Thursday, 15 January 2009

I thought I'd ruined it

Continuing from my pencil sketch, my next step was to add some colour. I have a portfolio of vivid memories of my brief visit to the North Yorkshire Moors, of texture and the rich purple and yellow ochre hues of the heather and the bumpy, rutted pathways. The poor little digital photographs spat out by my inket printer came nowhere near recreating these, but at least my photo's gave me a something to hang my memories on. Plus, of course, short of getting on a train back up to Yorkshire, there was no way I could recover enough detail from memory alone to put pencil to paper.

So I washed in some colour, using acrylic ink and watercolour. Urgh, I thought, what a disaster!! It's too flat, the composition's too bitty, the double drift of pathway and strewn bolders split the picture in half giving me 2 focal points, neither one of which are particualarly scintilating, I may as well give up now!!!

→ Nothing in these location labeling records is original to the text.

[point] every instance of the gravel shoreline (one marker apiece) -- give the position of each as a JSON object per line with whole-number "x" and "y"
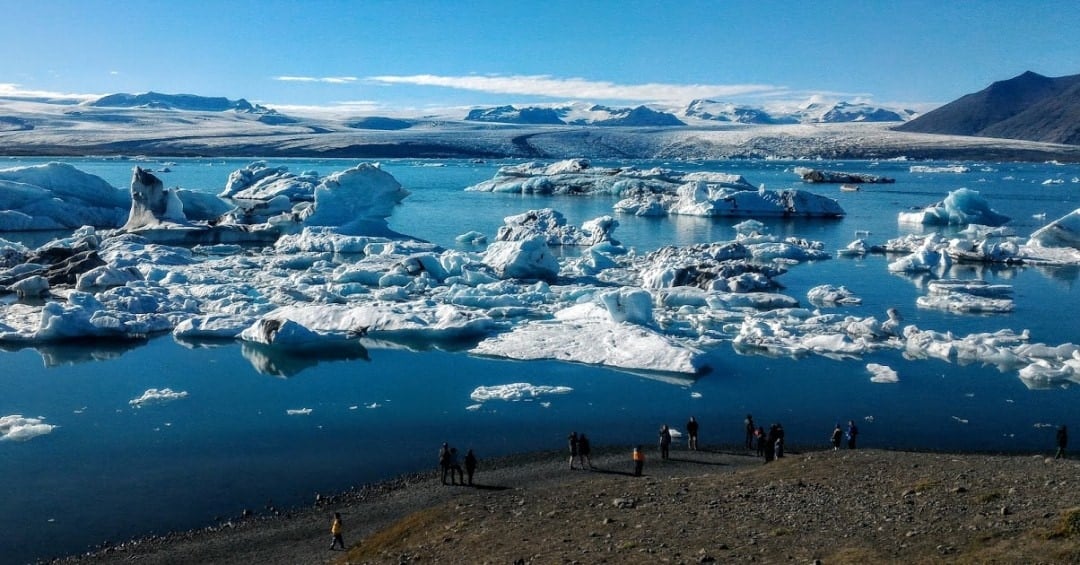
{"x": 726, "y": 506}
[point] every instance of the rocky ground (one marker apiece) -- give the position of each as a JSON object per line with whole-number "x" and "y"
{"x": 698, "y": 507}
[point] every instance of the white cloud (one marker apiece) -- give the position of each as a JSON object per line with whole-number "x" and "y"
{"x": 582, "y": 89}
{"x": 328, "y": 80}
{"x": 18, "y": 429}
{"x": 11, "y": 90}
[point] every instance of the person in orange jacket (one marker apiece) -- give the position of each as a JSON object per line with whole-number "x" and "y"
{"x": 336, "y": 532}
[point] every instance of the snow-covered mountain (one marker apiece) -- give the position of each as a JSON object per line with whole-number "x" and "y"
{"x": 177, "y": 125}
{"x": 175, "y": 102}
{"x": 575, "y": 115}
{"x": 810, "y": 112}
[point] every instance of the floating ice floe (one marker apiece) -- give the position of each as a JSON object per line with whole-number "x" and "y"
{"x": 928, "y": 258}
{"x": 327, "y": 290}
{"x": 552, "y": 225}
{"x": 941, "y": 169}
{"x": 57, "y": 196}
{"x": 701, "y": 199}
{"x": 1056, "y": 242}
{"x": 960, "y": 207}
{"x": 158, "y": 397}
{"x": 828, "y": 295}
{"x": 881, "y": 373}
{"x": 15, "y": 428}
{"x": 516, "y": 391}
{"x": 591, "y": 333}
{"x": 967, "y": 297}
{"x": 577, "y": 176}
{"x": 813, "y": 175}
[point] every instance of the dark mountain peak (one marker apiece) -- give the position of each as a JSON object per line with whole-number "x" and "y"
{"x": 1028, "y": 106}
{"x": 176, "y": 102}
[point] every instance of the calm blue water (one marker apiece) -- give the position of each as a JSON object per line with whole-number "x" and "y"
{"x": 109, "y": 471}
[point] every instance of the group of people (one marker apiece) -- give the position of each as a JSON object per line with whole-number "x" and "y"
{"x": 580, "y": 449}
{"x": 769, "y": 445}
{"x": 448, "y": 463}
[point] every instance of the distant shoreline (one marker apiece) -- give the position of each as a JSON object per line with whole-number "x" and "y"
{"x": 247, "y": 538}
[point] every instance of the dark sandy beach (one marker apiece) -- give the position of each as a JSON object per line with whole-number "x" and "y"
{"x": 712, "y": 506}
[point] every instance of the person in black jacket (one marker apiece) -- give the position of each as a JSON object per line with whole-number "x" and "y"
{"x": 691, "y": 431}
{"x": 470, "y": 465}
{"x": 1063, "y": 441}
{"x": 584, "y": 449}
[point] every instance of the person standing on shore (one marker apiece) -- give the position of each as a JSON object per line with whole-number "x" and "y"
{"x": 336, "y": 532}
{"x": 748, "y": 426}
{"x": 770, "y": 444}
{"x": 1063, "y": 441}
{"x": 691, "y": 430}
{"x": 665, "y": 441}
{"x": 444, "y": 459}
{"x": 780, "y": 440}
{"x": 852, "y": 434}
{"x": 456, "y": 468}
{"x": 470, "y": 465}
{"x": 584, "y": 449}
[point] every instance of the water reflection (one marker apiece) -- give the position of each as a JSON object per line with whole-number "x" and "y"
{"x": 288, "y": 363}
{"x": 76, "y": 352}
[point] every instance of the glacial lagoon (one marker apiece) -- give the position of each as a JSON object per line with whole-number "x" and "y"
{"x": 257, "y": 430}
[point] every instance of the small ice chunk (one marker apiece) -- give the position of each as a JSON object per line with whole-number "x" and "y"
{"x": 881, "y": 373}
{"x": 158, "y": 397}
{"x": 15, "y": 428}
{"x": 515, "y": 391}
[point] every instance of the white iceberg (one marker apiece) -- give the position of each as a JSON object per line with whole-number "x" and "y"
{"x": 881, "y": 373}
{"x": 960, "y": 207}
{"x": 829, "y": 295}
{"x": 577, "y": 176}
{"x": 158, "y": 397}
{"x": 940, "y": 169}
{"x": 15, "y": 428}
{"x": 586, "y": 333}
{"x": 528, "y": 258}
{"x": 552, "y": 225}
{"x": 57, "y": 196}
{"x": 515, "y": 391}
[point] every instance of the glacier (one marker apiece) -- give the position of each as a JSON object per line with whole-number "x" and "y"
{"x": 335, "y": 278}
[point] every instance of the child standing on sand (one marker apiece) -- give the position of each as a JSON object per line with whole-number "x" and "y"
{"x": 336, "y": 532}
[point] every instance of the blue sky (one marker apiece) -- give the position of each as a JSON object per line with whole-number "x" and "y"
{"x": 412, "y": 55}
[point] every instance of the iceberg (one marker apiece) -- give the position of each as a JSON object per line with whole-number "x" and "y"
{"x": 552, "y": 225}
{"x": 939, "y": 169}
{"x": 577, "y": 176}
{"x": 881, "y": 373}
{"x": 812, "y": 175}
{"x": 15, "y": 428}
{"x": 1057, "y": 241}
{"x": 57, "y": 196}
{"x": 588, "y": 333}
{"x": 960, "y": 207}
{"x": 829, "y": 295}
{"x": 702, "y": 199}
{"x": 158, "y": 397}
{"x": 515, "y": 391}
{"x": 528, "y": 258}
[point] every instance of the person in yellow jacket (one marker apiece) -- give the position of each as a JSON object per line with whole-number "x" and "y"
{"x": 336, "y": 532}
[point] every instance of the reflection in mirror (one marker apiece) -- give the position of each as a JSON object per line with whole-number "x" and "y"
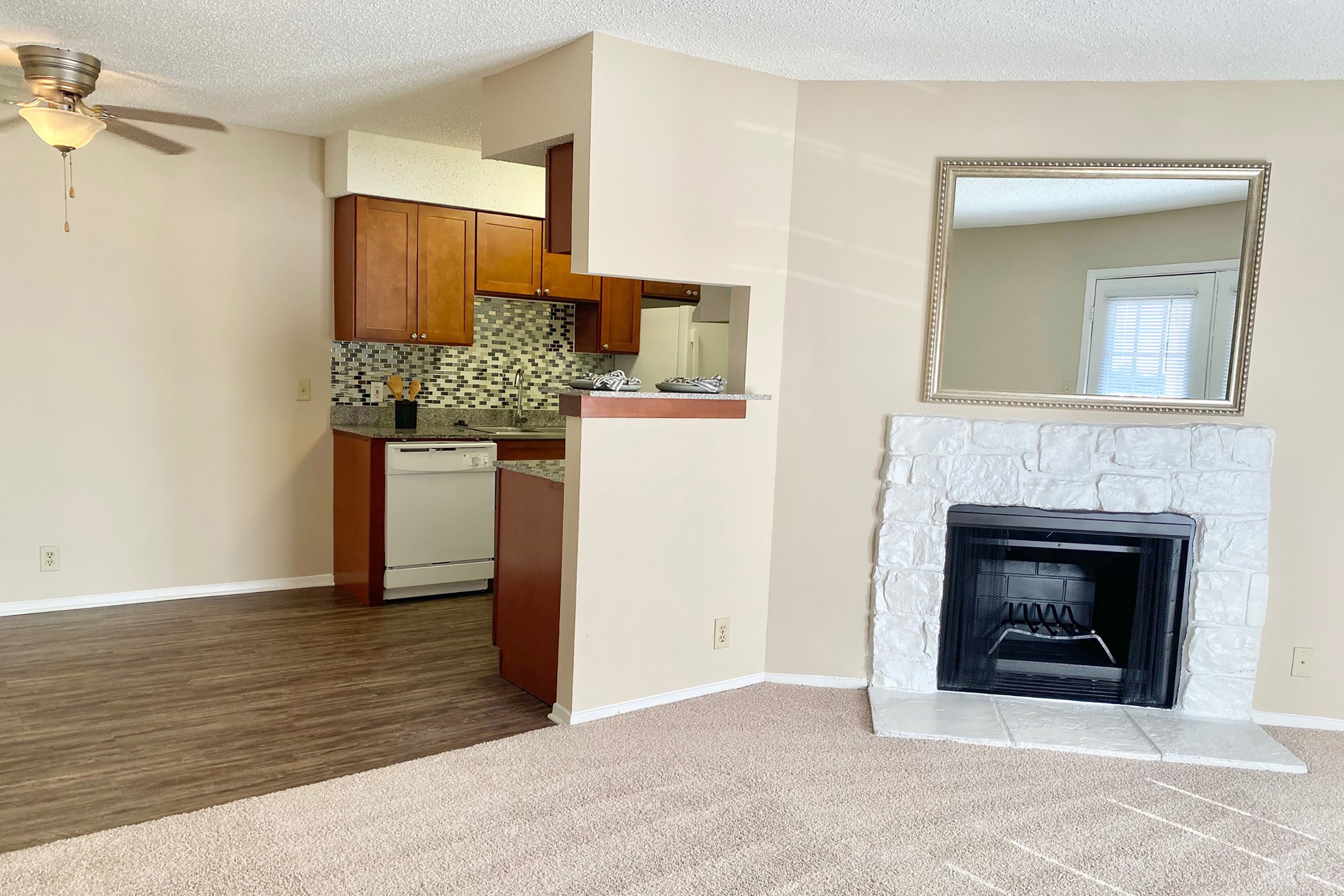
{"x": 1121, "y": 289}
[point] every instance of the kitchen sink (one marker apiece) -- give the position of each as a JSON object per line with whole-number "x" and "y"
{"x": 539, "y": 432}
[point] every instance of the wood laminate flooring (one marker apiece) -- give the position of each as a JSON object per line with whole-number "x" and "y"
{"x": 119, "y": 715}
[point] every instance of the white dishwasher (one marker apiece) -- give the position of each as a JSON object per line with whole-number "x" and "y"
{"x": 440, "y": 517}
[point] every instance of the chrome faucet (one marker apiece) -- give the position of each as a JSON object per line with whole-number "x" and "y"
{"x": 518, "y": 385}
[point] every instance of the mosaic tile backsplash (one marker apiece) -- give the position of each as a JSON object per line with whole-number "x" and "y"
{"x": 511, "y": 334}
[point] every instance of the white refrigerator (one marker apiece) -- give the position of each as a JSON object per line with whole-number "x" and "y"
{"x": 671, "y": 344}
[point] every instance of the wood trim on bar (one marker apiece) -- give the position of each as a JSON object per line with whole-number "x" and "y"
{"x": 654, "y": 408}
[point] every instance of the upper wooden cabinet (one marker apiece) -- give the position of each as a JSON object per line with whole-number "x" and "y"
{"x": 447, "y": 276}
{"x": 375, "y": 269}
{"x": 404, "y": 272}
{"x": 613, "y": 324}
{"x": 558, "y": 282}
{"x": 686, "y": 292}
{"x": 508, "y": 255}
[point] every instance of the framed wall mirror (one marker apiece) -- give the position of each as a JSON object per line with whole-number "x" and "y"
{"x": 1126, "y": 287}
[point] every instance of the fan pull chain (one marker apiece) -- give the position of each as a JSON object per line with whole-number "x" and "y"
{"x": 68, "y": 176}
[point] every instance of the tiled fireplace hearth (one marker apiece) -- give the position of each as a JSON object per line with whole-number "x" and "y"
{"x": 1211, "y": 473}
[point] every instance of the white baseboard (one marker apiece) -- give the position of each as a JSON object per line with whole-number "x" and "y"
{"x": 815, "y": 682}
{"x": 49, "y": 605}
{"x": 1289, "y": 720}
{"x": 562, "y": 716}
{"x": 656, "y": 700}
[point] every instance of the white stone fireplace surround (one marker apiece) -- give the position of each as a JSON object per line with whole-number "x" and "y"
{"x": 1217, "y": 473}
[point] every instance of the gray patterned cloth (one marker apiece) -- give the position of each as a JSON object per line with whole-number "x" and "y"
{"x": 711, "y": 383}
{"x": 613, "y": 382}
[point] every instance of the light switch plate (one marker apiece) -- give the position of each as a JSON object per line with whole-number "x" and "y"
{"x": 1301, "y": 662}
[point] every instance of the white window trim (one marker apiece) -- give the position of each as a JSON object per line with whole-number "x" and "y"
{"x": 1143, "y": 270}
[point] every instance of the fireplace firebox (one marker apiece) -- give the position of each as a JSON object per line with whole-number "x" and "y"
{"x": 1067, "y": 605}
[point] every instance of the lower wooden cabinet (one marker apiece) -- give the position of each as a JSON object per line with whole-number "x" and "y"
{"x": 360, "y": 501}
{"x": 613, "y": 324}
{"x": 528, "y": 581}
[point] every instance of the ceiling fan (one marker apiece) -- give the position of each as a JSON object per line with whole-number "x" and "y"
{"x": 61, "y": 80}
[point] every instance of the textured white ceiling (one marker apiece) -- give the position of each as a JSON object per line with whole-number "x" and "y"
{"x": 412, "y": 69}
{"x": 998, "y": 202}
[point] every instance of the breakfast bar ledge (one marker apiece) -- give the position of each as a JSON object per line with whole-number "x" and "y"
{"x": 655, "y": 405}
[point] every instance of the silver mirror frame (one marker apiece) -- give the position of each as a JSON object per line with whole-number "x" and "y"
{"x": 1257, "y": 176}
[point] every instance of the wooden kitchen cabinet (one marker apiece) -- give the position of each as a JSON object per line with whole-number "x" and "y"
{"x": 375, "y": 269}
{"x": 404, "y": 272}
{"x": 613, "y": 324}
{"x": 657, "y": 289}
{"x": 360, "y": 506}
{"x": 558, "y": 282}
{"x": 508, "y": 255}
{"x": 528, "y": 581}
{"x": 447, "y": 276}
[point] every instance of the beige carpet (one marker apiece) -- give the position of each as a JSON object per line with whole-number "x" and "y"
{"x": 767, "y": 790}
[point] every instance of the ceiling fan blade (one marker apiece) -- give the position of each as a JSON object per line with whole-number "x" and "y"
{"x": 146, "y": 139}
{"x": 129, "y": 113}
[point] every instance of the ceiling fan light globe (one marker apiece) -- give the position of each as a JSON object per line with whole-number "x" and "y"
{"x": 61, "y": 128}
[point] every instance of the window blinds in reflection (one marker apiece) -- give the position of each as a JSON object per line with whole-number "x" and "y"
{"x": 1148, "y": 347}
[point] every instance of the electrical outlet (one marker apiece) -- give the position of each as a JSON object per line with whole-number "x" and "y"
{"x": 1303, "y": 662}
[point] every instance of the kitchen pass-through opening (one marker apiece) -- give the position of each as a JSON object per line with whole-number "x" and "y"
{"x": 1066, "y": 605}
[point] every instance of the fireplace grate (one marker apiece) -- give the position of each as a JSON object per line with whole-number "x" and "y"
{"x": 1050, "y": 624}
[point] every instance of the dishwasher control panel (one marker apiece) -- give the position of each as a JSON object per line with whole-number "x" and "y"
{"x": 440, "y": 457}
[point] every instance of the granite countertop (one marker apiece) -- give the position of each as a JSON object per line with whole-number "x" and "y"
{"x": 375, "y": 422}
{"x": 721, "y": 396}
{"x": 553, "y": 470}
{"x": 428, "y": 432}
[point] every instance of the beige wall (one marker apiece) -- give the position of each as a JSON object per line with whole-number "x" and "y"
{"x": 690, "y": 180}
{"x": 395, "y": 169}
{"x": 151, "y": 361}
{"x": 862, "y": 211}
{"x": 1015, "y": 295}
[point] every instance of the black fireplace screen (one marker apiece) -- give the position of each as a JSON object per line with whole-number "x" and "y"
{"x": 1067, "y": 605}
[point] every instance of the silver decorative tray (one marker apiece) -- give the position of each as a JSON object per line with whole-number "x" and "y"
{"x": 689, "y": 388}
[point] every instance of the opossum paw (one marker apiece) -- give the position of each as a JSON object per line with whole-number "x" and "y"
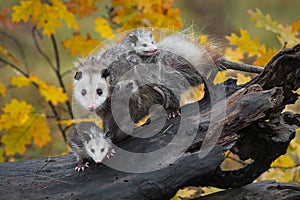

Feeling a bit desperate, I began to work in oil pastel, referring to the little black and white sketch I'd made when consolidating my 3 photographs into a composition, I realised that I needed to get some tonal order into the painting, to draw it together by finding similar tonal areas throughout the composition in order to give it some substance, some depth, and to stop it literally floating off the page with banality!

I worked on the distant hills with coloured pencil, using coloured pencil to outline the tumble of rocks and the standing stone itself, then using oil pastel I blocked in the darker, heavier areas, largely the purple heather.

It was at this point that I actually began to like what I had produced.